Black and Chinese pupils at sponsored academies were hit less hard by a dip in GCSE pass rates last year than their peers at converter and local authority schools, according to information released by the Department for Education (DfE).
Figures in the Academies Annual Report, released on Tuesday, compared GCSE outcomes for pupils from different ethnic and social backgrounds.
It describes the change in the proportion of pupils achieving five A*-C grades at GCSE, including English and maths, between 2013 and 2014.
Overall, GCSE pass rates in sponsored academies fell 5.2 per cent compared with a 4.1 per cent drop in maintained schools.
But the pattern was reversed for some ethnic groups.
The five A*-C benchmark for Chinese pupils at local authority maintained (LA)schools fell 7.9 per cent, while the similar scores of Chinese pupils in sponsored academies dipped just 0.1 per cent.
For black pupils the fall was 5.7 per cent in maintained schools compared with 4.3 in sponsored academies.
Converter academies – the schools most likely to be good or outstanding – had the worst drop for special educational needs pupils. Their results fell 3.5 per cent compared with a 2.8 per cent drop in LA schools and sponsored academies.
In her foreword to the report, education secretary Nicky Morgan said: “The 2013/14 academic year has seen new changes to the standards and testing for key stage 4 qualifications to ensure that pupils leave school with qualifications that are of real value and enable them to succeed in the future.

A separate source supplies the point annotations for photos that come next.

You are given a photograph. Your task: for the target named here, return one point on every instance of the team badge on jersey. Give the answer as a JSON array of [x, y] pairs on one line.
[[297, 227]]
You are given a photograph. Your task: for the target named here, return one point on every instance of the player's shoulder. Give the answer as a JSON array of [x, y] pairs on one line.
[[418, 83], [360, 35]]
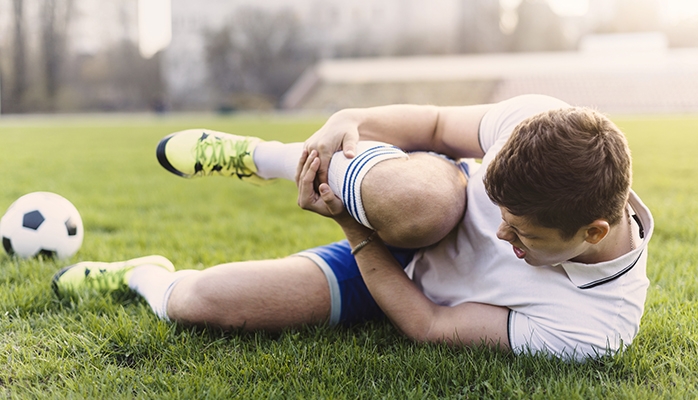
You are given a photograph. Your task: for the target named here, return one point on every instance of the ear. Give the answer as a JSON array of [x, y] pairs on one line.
[[596, 231]]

“Secondary sponsored academies that have been open for three or more years have results that are above those of their predecessor schools, even against these new, tougher, standards.”
But a report released on Wednesday by the Local Government Association (LGA) and the National Foundation for Educational Research (NFER) said there was “no significant link” between academy status and improvements in a school’s GCSE results.
The report found that differences between sponsored academies open for between two and four years and maintained schools with similar intakes were “generally small and mostly not statistically significant”.
However, the report added: “There was tentative evidence of a trend towards greater improvement the longer a sponsored academy is open, which is consistent with previous research.
“However, there could also be competing explanations: the amount of [DfE] funding available to sponsors when a school became a sponsored academy reduced by 83 per cent between 2010 and 2014.”
The LGA called on the DfE to allow councils to sponsor struggling schools.
David Simmonds, chairman of the LGA’s children and young people board, said: “For parents, who are far more concerned with the quality of their child’s education in the classroom than the legal status of the school, it is the council that they still turn to for advice and support. However, their current powers to intervene are strictly limited.”